Woodcreek center Jordan Brown scored 35 points, an Open Division record, and he yanked down 17 rebounds. He started slow, making just 2 of 11 shots in the first half as he was surrounded on every inside play in a physical affair.
The good news for Woodcreek is the 6-foot-11 Brown will be back next season. Fans came to watch him play, as did college coaches from across the country, including Eric Musselman from Nevada, Damon Stoudamire from Pacific and Chris Mullin from St. John’s.
They caught a good glimpse of the national recruit with interest from every big program in the land. Brown competed and seemed to will his bunch back into it.
He powered inside to cut it to 57-51 with 4:12 to go, then again to make it 64-59 with 1:49 to play, and his two free throws with 1:23 left cut it to 66-61.
Senior guards Tyrell Roberts and Jackson Hughes had 15 and six points each for Woodcreek, which had its 19-game winning streak halted in finishing 32-3. Ethan Thompson, a terrific 6-6 combo guard headed to Oregon State, had 26 points and eight rebounds, and Jordan Schakel had 20 points as four Knights reached double figures to win their first state title.

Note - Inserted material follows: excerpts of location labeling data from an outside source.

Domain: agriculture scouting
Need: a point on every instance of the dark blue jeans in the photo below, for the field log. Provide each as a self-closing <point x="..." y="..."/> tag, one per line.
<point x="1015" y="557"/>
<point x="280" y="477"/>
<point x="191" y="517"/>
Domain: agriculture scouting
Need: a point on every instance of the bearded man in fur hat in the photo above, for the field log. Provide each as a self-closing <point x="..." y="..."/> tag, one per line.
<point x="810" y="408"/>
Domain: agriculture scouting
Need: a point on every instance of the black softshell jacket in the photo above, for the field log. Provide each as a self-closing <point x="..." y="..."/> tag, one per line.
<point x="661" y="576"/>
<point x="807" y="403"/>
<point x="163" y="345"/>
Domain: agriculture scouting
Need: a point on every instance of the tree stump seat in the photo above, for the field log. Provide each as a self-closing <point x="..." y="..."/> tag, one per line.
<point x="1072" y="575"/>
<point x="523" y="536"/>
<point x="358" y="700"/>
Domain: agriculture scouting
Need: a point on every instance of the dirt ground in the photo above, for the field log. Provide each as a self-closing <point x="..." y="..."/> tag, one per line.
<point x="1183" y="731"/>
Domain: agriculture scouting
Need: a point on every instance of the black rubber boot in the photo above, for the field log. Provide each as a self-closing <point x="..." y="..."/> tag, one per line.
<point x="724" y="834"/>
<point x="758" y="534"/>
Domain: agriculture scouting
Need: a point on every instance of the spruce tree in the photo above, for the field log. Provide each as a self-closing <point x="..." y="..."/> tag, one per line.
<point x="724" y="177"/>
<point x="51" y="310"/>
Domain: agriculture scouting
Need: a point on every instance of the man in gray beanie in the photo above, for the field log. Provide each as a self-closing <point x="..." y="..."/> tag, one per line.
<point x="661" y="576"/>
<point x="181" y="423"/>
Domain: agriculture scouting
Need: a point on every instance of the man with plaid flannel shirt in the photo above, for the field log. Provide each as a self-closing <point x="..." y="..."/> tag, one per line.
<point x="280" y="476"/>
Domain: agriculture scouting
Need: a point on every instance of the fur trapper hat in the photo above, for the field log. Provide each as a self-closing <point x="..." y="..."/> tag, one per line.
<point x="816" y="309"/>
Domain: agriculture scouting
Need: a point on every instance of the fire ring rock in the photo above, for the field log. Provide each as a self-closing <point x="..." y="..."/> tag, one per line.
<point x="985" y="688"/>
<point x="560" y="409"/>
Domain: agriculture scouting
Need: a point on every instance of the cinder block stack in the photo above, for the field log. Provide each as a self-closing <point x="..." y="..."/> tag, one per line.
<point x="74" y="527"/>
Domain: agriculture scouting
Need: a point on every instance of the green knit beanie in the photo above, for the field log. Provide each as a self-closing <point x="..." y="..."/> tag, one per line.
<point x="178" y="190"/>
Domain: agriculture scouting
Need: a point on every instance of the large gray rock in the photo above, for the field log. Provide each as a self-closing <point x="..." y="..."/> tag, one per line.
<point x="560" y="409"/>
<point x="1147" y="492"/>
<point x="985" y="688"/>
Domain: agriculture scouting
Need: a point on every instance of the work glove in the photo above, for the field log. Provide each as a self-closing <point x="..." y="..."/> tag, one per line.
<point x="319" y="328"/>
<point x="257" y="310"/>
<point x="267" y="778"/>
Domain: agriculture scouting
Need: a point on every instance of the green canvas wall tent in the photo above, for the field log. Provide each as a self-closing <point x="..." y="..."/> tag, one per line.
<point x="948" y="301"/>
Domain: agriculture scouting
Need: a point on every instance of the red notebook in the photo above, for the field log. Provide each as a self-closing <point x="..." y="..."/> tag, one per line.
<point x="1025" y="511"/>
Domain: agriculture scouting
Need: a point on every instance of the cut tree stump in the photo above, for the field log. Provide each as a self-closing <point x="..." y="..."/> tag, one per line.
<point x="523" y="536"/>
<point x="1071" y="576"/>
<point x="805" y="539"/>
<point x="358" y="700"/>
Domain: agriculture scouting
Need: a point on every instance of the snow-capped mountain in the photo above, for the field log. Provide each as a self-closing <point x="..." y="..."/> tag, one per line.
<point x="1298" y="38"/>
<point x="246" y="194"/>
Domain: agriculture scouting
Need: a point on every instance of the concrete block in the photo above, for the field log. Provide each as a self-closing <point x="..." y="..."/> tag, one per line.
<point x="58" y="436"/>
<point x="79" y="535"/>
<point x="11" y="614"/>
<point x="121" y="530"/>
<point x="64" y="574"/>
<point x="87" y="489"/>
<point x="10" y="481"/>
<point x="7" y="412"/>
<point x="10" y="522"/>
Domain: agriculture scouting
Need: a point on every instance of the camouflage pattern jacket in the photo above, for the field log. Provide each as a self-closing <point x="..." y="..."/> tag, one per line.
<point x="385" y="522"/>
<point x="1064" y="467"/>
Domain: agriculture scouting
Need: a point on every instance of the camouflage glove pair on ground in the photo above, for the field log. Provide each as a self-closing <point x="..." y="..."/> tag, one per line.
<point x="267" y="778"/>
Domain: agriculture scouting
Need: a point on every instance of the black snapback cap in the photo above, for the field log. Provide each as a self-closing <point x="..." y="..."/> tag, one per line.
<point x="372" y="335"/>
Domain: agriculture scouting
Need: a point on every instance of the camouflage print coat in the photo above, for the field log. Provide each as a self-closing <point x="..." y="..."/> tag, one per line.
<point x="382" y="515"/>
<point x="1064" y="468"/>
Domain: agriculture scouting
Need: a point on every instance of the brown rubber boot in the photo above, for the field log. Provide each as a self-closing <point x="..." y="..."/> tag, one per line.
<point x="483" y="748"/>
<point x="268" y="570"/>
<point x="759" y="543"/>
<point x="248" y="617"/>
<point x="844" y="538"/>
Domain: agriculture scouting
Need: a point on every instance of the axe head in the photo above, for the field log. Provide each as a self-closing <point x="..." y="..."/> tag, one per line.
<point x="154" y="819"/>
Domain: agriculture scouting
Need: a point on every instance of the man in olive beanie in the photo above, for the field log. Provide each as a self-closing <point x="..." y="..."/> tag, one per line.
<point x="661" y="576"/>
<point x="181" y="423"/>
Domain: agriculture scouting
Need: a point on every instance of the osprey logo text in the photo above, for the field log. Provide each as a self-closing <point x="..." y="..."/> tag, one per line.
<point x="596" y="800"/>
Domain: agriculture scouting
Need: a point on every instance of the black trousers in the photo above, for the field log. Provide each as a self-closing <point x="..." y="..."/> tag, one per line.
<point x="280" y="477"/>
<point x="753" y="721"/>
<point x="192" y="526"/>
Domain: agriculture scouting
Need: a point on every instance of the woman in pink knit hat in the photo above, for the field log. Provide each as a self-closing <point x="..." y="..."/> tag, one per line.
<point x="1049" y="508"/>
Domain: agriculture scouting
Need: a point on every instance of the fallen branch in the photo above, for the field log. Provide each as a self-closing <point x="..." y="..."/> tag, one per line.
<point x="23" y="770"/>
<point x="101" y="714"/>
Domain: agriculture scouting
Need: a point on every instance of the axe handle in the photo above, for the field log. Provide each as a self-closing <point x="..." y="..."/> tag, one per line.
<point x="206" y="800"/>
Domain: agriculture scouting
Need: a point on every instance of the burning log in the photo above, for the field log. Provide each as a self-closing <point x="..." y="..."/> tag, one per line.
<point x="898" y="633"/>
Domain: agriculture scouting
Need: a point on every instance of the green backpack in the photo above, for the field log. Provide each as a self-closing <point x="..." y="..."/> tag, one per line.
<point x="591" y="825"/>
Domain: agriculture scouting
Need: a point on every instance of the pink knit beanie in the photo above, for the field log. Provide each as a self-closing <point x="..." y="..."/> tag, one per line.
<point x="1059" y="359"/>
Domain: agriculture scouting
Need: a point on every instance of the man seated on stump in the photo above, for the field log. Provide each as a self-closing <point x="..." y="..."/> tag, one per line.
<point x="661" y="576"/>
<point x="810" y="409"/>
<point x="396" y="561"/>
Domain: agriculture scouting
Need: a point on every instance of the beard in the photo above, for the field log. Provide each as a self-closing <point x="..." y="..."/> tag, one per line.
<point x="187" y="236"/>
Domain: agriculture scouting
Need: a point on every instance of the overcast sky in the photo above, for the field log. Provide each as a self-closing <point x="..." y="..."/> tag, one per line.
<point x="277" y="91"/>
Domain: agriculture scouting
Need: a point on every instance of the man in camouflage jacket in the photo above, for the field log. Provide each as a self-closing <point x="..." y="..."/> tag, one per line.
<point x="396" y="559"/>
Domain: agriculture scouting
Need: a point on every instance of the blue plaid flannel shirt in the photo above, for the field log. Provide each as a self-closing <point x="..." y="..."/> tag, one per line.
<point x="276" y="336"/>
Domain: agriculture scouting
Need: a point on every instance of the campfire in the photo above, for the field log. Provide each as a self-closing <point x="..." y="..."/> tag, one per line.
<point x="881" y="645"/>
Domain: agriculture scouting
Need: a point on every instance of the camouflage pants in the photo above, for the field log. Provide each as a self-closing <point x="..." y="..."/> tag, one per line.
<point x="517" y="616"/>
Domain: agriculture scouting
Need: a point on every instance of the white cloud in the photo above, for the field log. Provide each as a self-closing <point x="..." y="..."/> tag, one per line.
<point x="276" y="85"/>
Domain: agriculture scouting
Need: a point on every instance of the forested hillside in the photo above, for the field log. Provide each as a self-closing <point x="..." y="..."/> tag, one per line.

Bishop Montgomery presented the ultimate challenge for Woodcreek, a battle-tested program out of the Southern Section, widely regarded as the best basketball section in the country. To get here, the Knights had to beat national powers Mater Dei of Santa Ana twice in the postseason and defending Open Division winner Chino Hills.
“They’re good across the board,” Hayes said of the Knights, who finished 31-2. “They’re strong, athletic, shoot the ball and are well-coached. They’re here for a reason. They survived that gauntlet in the playoffs to get here.”
Hayes paused and looked at his team, adding, “It hurts now, and it’ll hurt for awhile. But I’m so proud of them. They hung in there. Great season.”
Had Woodcreek won, it would have been the first are team to win the prestigious Open. It will settle for being the top-ranked team in Northern California, one that competes with the resolve worthy of any champion.